En France aussi les relations entre ces deux microcosmes se nouent en des liens complexes et étroits. Nekfeu imagine avec Adele Exarchopoulos une ligne de tshirts et de sweat pour RAD ; Booba signe un succès commercial grâce à sa marque UnKüt qu’il entretient depuis 2004 et dont le chiffre d’affaire comptabilise 10 millions d’euros en 2012 ; mais aussi Jeune Riche de Kaaris, les t-shirts Charo de Niska… Mais c’est surtout Orelsan avec sa marque Avnier qui fait bouger les choses en légitimant l’union du rap et de la mode en France. Sa marque unisexe aux allures nineties capte l’essence même d’une génération nouvelle, et prouve une fois pour toutes qu’il ne s’agit pas que de merchandising. Mais aujourd’hui, le paysage urbain se transforme encore. L’omniprésence médiatique du rap et de la mode sur les réseaux sociaux les ancre dans une culture qui va au-delà du populaire : elle façonne désormais le monde contemporain, éduque la jeunesse et se dresse comme piliers artistiques de notre époque. Même si l’égotrip reste une constante de ces milieux où l’on joue de soi en se pavanant, les enjeux changent et prennent de l’ampleur alors que de nouvelles polémiques font effet.

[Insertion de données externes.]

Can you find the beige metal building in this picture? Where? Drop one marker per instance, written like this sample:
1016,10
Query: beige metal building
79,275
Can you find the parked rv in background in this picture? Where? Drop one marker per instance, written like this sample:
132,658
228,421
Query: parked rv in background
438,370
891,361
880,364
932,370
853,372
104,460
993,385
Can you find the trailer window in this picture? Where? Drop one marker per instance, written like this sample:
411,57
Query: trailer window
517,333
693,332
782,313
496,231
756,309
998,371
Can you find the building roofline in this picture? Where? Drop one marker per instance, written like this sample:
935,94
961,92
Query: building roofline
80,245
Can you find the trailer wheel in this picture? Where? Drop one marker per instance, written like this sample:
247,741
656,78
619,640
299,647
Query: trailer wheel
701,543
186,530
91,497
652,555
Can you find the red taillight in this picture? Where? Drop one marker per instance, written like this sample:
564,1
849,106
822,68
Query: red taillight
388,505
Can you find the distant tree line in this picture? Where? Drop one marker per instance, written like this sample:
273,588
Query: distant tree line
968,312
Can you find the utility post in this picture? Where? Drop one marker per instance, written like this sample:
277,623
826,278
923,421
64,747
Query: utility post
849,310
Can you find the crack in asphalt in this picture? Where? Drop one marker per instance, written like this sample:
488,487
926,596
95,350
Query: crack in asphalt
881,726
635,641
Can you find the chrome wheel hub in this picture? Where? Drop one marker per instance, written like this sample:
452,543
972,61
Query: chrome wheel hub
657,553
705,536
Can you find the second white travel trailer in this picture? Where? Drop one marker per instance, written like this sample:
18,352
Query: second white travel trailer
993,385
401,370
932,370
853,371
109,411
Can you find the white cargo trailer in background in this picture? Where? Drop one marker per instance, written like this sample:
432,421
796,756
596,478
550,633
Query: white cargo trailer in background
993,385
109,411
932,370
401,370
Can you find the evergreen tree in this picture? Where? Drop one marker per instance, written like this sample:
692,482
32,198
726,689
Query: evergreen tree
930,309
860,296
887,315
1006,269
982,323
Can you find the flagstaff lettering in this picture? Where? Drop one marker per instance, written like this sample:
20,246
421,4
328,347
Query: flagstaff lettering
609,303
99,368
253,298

Ces mondes puisent leur source dans la rue, et pourtant au vu de leur gentrification croissante, la question de leur authenticité se pose en premier lieu. Est-il légitime pour le rap de jouer avec le luxe, de vendre de la sape inaccessible pour ceux dont il est censé être le porte-parole ? Et pour la mode, beau monde privilégié, de réduire la banlieue en un univers esthétique qu’elle exploite ? Les influencueurs, mannequins et autres starlettes des réseaux posent sur leurs photos insta en jouant les vilains. Voyous haut de gamme, badass et thuglife des beaux quartiers : est-ce l’appropriation d’un message communautaire face à une violence qu’ils n’ont jamais connue ? Ou au contraire, le signal d’une parole enfin libérée, des portes de deux mondes désormais ouvertes pour une libre-circulation pacifiée ?

Ce sont des questions qu’il est nécessaire de poser. La mode et le rap ont non seulement la responsabilité mais aussi le pouvoir d’ouvrir des débats et de faire interagir des espaces clôturés jusque là. Ils sont certes des moyens d’expression, mais surtout de communication : il est de leur ressort que de rassembler les gens, unir les discours, et ainsi faire changer les choses. Malgré tous les artifices avec lesquels ils jouent et malgré tous les codes qui les régissent, ce sont des industries qui touchent aujourd’hui presque tout le monde. Leur quête d’authenticité les mène sur le même chemin. La mode recherche l’intégrité et la fierté dans l’habit ; le rap voit en la mode un accomplissement, fruit d’un travail laborieux. Chacun perçoit dans l’avoir la possibilité de compléter l’être, même si ce n’est qu’avec trois fois rien. Car c’est cela précisément qui définit toute activité artistique : élargir le champ des possibles pour mieux choisir qui être, qui devenir, quoi construire.